Poetry

Greasing the Plow

No wonder of it: shéer plód makes plough down sillion 
Shine, and blue-bleak embers, ah my dear, 
    Fall, gall themselves, and gash gold-vermilion. 
                   —Gerard Manley Hopkins, “The Windhover”

 Sillion is usually called the slice or furrow-slice, sometimes the 
   mould. . . . When freshly cut a plastic soil with a high clay con- 
   tent does take on a sheen and, from a distance, the whole field 
  may gleam for a while in low sunshine. 
                    —Farm Direct UK

 

My father rarely worshipped using words, though he never 
skipped church even when the harvest was late, and surely

not to plow. He taught mostly just by showing. He kept 
a bucket with grease and an old paintbrush to paint

the plowshares and rolling coulters so they wouldn’t rust 
over the winter, a good job after school for the boy

I was, in dirty coveralls and too-big yellow gloves. 
It was strangely pleasing to smear the heavy, smelly,

brown grease across the shiny steel, get it smooth and even, 
seal the polished curves and edges from the air.

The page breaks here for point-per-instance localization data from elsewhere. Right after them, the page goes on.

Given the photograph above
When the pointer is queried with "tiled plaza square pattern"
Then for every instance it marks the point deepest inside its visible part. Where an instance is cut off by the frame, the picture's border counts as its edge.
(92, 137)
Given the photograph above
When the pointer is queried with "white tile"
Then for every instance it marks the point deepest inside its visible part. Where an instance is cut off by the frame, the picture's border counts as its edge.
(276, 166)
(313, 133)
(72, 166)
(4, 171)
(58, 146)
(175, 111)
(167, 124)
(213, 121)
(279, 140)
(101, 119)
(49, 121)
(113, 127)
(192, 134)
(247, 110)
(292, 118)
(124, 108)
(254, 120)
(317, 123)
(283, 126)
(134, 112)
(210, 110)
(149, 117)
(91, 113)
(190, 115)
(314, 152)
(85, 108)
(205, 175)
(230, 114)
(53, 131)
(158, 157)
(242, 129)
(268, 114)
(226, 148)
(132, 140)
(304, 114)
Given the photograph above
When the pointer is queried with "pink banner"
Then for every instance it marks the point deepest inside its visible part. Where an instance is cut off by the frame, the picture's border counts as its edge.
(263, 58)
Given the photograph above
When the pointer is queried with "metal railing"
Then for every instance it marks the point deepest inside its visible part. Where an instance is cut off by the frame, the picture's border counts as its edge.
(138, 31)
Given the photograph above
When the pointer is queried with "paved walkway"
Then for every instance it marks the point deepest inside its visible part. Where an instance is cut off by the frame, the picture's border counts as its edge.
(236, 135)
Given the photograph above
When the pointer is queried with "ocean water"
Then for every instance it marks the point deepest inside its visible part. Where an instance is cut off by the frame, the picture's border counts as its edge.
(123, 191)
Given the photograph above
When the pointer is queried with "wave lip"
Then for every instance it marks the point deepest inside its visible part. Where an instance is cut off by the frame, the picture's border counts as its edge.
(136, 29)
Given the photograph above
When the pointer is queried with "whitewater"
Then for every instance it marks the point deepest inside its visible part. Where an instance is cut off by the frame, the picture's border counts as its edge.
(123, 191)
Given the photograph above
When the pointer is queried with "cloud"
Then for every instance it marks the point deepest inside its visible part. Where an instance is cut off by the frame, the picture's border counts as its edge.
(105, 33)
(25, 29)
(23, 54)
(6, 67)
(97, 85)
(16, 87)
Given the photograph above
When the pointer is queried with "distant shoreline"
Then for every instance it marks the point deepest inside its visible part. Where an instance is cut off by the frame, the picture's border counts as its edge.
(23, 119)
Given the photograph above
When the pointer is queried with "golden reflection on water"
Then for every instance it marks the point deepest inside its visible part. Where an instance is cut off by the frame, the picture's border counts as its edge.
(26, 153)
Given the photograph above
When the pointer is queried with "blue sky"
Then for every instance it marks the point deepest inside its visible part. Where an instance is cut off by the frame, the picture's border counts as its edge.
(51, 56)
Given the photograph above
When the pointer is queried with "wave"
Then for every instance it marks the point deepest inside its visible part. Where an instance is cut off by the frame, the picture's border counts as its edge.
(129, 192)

Next fall I would back the tractor to the plow, hitch up 
the lift arms, plug in the hydraulics, drive from shed

to field, drop the plow in the ground. The first earth 
scoured the shares clean and I opened the throttle wide,

blasted slowly down the field, hid away the cornstalks 
and bean stubble, turned up the black soil in flat thick slices,

saw it break and steam and shine in the blaze of fall sun.